Contrairement aux préoccupations, politiques, de Gupta et Xhafa, celles de José Yaque se concentrent sur un registre plus matériel. Sa technique est étroitement liée au sujet de ses peintures, la recherche de la couleur et du pigment. Yaque déterre le souterrain, révélant à nos yeux un répertoire enfoui de roches et minéraux. Mélangeant directement les couleurs avec ses mains sur la toile, Yaque crée des matières aux formes régulières et ondulées qui rappellent précisément celles de la surface terrestre. Azufre I et Azufre II représentent les cristaux jaunes de soufre, un minéral vital mais ambivalent, doté d’un pouvoir destructeur et constitutif de la poudre à canon. Ayant choisi un élément présent à la fois dans la nature et dans l’industrie, Yaque lui reconnait une dualité proche à sa recherche plastique — en peignant les différentes strates des couches terrestres, l’artiste bascule dans l’abstraction.
Juan Araujo travaille par superposition. Utilisant l’appropriation comme un outil et comme une fin en soi, Araujo œuvre avec les archives des bibliothèques, la peinture, l’architecture, le cinéma, en cherchant à reintrepréter la modernité. Dans la série de travaux exposées, Araujo suit l’élaboration des Seagram Murals de Rothko, une série de toiles peintes à la fin des années 50 suite aux voyages en Italie de ce dernier, et sa correspondance avec Antonioni, à qui l’artiste emprunte l’affiche de L’Éclipse. Dans ce film le cinéaste accorde une place majeure à la couleur et à l’architecture à qualité photographique. Araujo mise sur une multitude d’influences dont est issue la série iconiques du peintre américain. Les images sont projetées sur le mur à l’aide d’un rétroprojecteur, rajoutant un nouvel intermédiaire entre le spectateur et l’original, dont on ne finit plus de remonter la chaine.
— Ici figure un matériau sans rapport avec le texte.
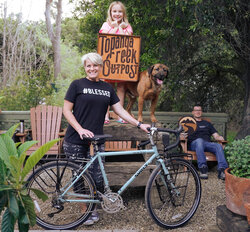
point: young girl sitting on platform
(117, 23)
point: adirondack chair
(209, 155)
(45, 126)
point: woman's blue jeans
(200, 146)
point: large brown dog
(148, 87)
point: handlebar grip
(142, 144)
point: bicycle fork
(167, 180)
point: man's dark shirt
(204, 130)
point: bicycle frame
(99, 155)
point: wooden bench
(118, 172)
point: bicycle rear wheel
(172, 199)
(53, 178)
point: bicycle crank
(112, 202)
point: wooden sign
(120, 55)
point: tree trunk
(55, 36)
(245, 127)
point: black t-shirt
(91, 100)
(204, 130)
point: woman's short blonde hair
(109, 19)
(95, 58)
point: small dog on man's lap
(148, 87)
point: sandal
(120, 120)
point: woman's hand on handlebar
(145, 127)
(85, 133)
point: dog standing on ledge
(148, 87)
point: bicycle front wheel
(172, 199)
(52, 179)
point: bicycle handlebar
(152, 130)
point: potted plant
(15, 200)
(238, 177)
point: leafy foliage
(15, 200)
(238, 157)
(28, 91)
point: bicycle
(172, 194)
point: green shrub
(16, 205)
(238, 157)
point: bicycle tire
(168, 209)
(60, 173)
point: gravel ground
(137, 218)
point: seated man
(200, 141)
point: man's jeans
(200, 145)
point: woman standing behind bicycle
(85, 105)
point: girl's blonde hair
(95, 58)
(109, 19)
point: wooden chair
(45, 126)
(209, 155)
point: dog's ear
(150, 69)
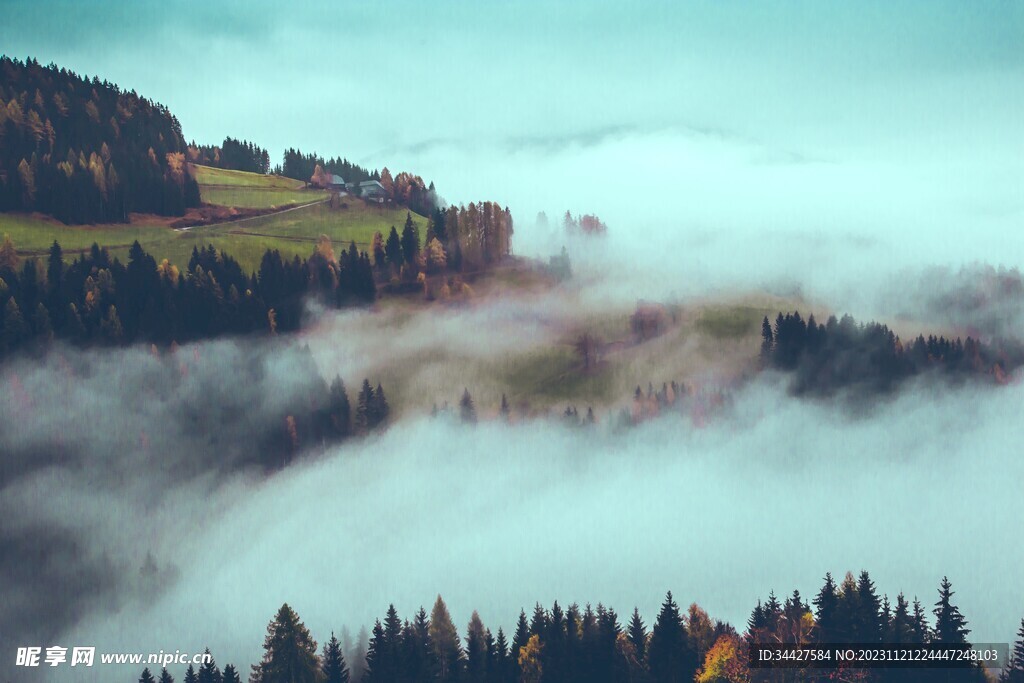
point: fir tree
(467, 412)
(392, 249)
(333, 663)
(230, 675)
(950, 627)
(637, 634)
(670, 657)
(290, 652)
(410, 241)
(444, 640)
(208, 673)
(826, 603)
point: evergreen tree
(208, 673)
(380, 407)
(637, 634)
(670, 657)
(767, 339)
(467, 412)
(229, 675)
(410, 241)
(476, 650)
(950, 627)
(922, 632)
(290, 652)
(444, 640)
(519, 640)
(826, 604)
(340, 410)
(1014, 671)
(868, 612)
(365, 408)
(14, 331)
(332, 663)
(392, 249)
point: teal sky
(359, 78)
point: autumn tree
(444, 640)
(530, 670)
(725, 663)
(290, 652)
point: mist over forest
(491, 402)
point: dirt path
(242, 220)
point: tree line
(84, 151)
(96, 300)
(231, 155)
(574, 644)
(299, 166)
(842, 353)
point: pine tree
(767, 339)
(8, 255)
(290, 652)
(365, 408)
(230, 675)
(868, 613)
(519, 639)
(637, 634)
(922, 632)
(333, 663)
(380, 407)
(14, 331)
(341, 411)
(444, 639)
(1014, 672)
(392, 249)
(410, 240)
(825, 603)
(670, 657)
(467, 412)
(418, 662)
(950, 627)
(476, 651)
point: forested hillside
(86, 152)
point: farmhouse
(372, 190)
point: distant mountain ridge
(86, 152)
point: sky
(882, 135)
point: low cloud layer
(770, 497)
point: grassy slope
(293, 232)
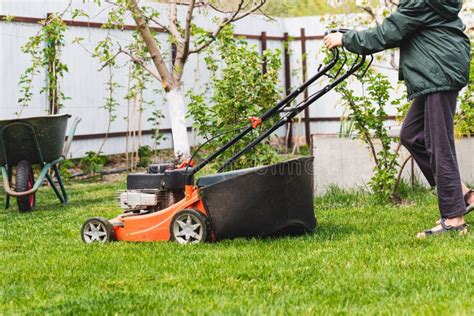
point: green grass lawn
(363, 258)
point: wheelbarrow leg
(55, 189)
(61, 184)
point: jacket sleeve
(398, 26)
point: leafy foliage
(44, 49)
(240, 90)
(367, 113)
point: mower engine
(160, 187)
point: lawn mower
(166, 203)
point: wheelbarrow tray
(31, 138)
(267, 201)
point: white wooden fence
(86, 86)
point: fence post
(307, 126)
(286, 44)
(263, 44)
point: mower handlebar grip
(339, 30)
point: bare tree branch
(150, 42)
(235, 16)
(187, 30)
(141, 62)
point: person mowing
(434, 63)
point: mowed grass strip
(363, 258)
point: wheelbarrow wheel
(97, 229)
(189, 227)
(25, 181)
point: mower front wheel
(189, 227)
(97, 230)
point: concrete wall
(348, 163)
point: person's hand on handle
(333, 40)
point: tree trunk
(177, 110)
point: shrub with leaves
(44, 49)
(239, 91)
(368, 114)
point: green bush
(239, 90)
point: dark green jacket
(434, 51)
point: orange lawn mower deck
(166, 203)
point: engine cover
(134, 200)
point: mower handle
(339, 30)
(358, 63)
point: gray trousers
(428, 134)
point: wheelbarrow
(26, 142)
(166, 203)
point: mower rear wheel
(189, 227)
(97, 229)
(25, 181)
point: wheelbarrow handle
(70, 136)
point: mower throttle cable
(209, 140)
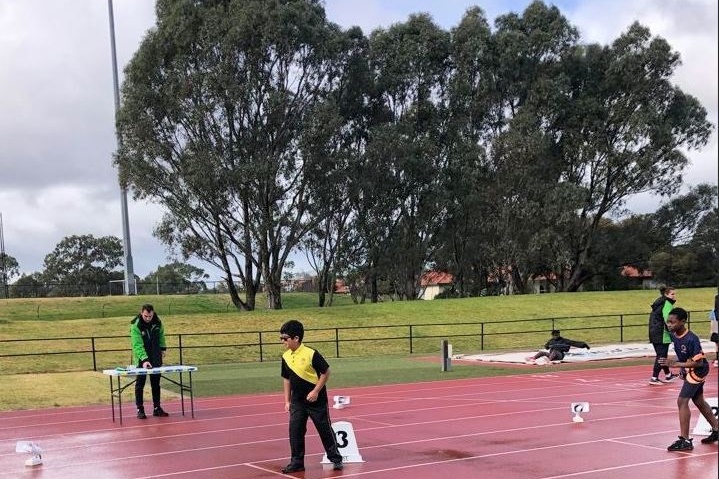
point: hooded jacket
(658, 331)
(147, 340)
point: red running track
(511, 427)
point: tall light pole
(3, 263)
(130, 285)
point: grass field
(383, 363)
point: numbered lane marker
(341, 402)
(577, 409)
(346, 443)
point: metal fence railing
(98, 352)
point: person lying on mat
(556, 348)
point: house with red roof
(433, 283)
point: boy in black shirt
(694, 370)
(304, 375)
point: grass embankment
(375, 362)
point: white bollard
(346, 443)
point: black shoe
(290, 468)
(159, 412)
(681, 444)
(713, 437)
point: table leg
(192, 398)
(119, 398)
(112, 399)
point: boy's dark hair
(680, 313)
(293, 328)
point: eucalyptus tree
(532, 200)
(337, 136)
(9, 268)
(624, 130)
(399, 206)
(686, 224)
(468, 179)
(215, 102)
(82, 263)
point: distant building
(638, 278)
(433, 283)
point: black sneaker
(159, 412)
(290, 468)
(713, 437)
(681, 444)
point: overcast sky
(57, 110)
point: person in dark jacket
(147, 337)
(556, 348)
(659, 333)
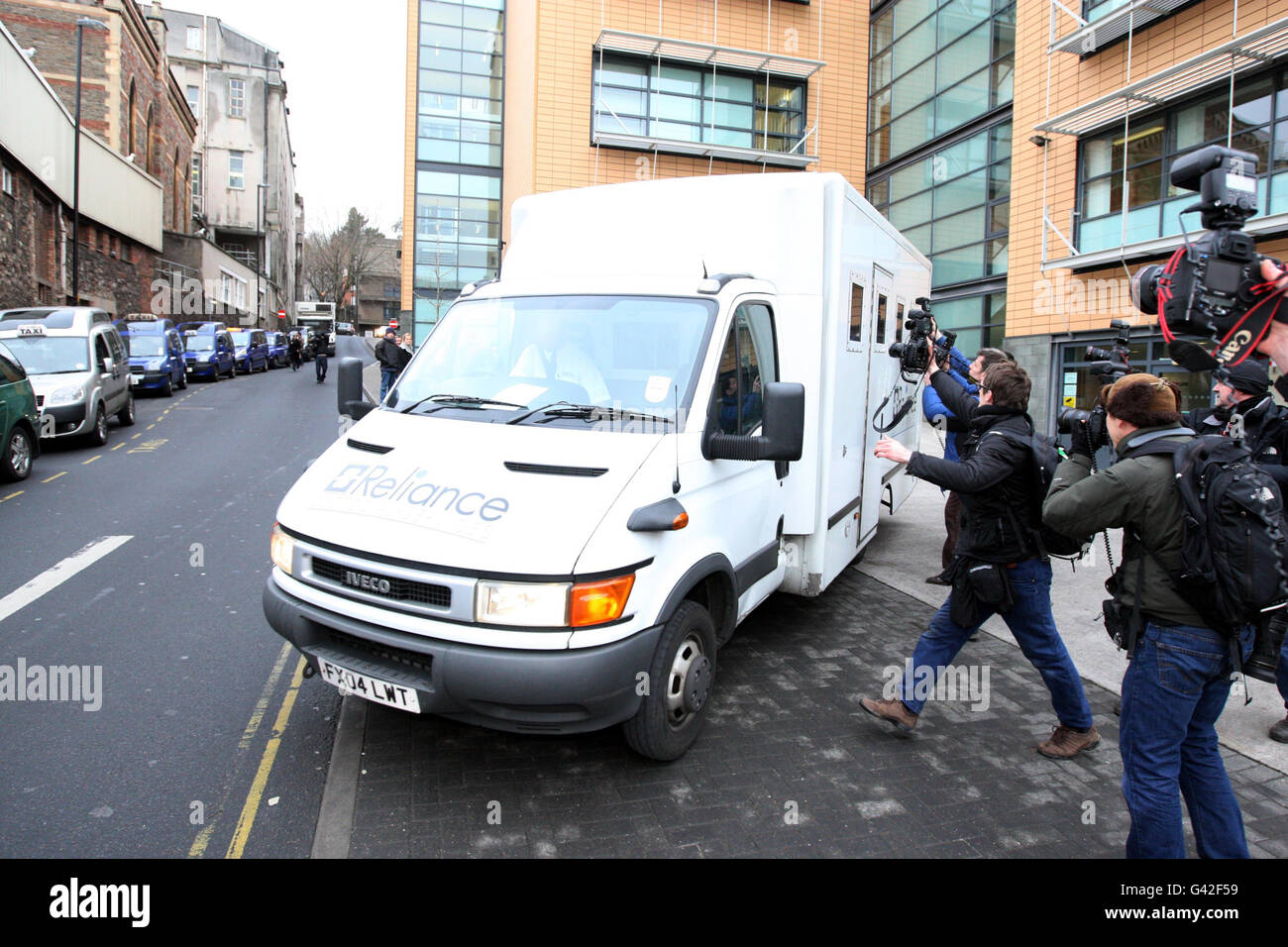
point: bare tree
(338, 262)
À travers toutes ces œuvres des correspondances se dessinent, via des recherches communes ou des affinités plus spontanées. Pour faire face aux directions déterminées, le nombre prévaut. Sous forme de logique sérielle, telle une affirmation de rituel, désir de collection ou répertoire, les artistes assemblent la colonne vertébrale de leur œuvre.
Les photographies des ciels qu’entreprit Stieglitz fut un triomphe du subjectif : l’art et la technique deviennent deux pôles dialectiques de la transposition du monde dans son équivalent. C’est ainsi également que les artistes récoltent des étoiles, creusent dans la terre, lacèrent le bois ou montent leur paradis, cherchant à traduire leur états intérieurs.
Juan Araujo est né en 1971 à Caracas, Venezuela. Il vit et travaille à Lisbonne, Portugal ; Chen Zhen est né en 1955 à Shanghai, Chine. Il est mort en 2000 à Paris, France ; Shilpa Gupta est née en 1976 à Bombay, Inde. Elle vit et travaille à Mumbai, Inde ; Ilya Kabakov est né en 1933 à Dnepropetrovsk, URSS, Emilia Kabakov est née en 1945 à Dnepropetrovsk, URSS. Ils vivent et travaillent à Long Island, USA ; Kiki Smith est née en 1954 à Nüremberg, Allemagne. Elle vit et travaille à New York, USA ; Hiroshi Sugimoto est né en 1948 à Tokyo, Japon. Il vit et travaille à New York, USA ; Sislej Xhafa est né en 1970 à Peja, Kosova. Il vit et travaille à New York, USA ; Kan Xuan est née en 1972 à Xuancheng, Anhui, Chine. Elle vit et travaille à Beijing, Chine ; José Yaque est né en 1985 à Manzanillo, Cuba. Il vit et travaille à la Havane, Cuba.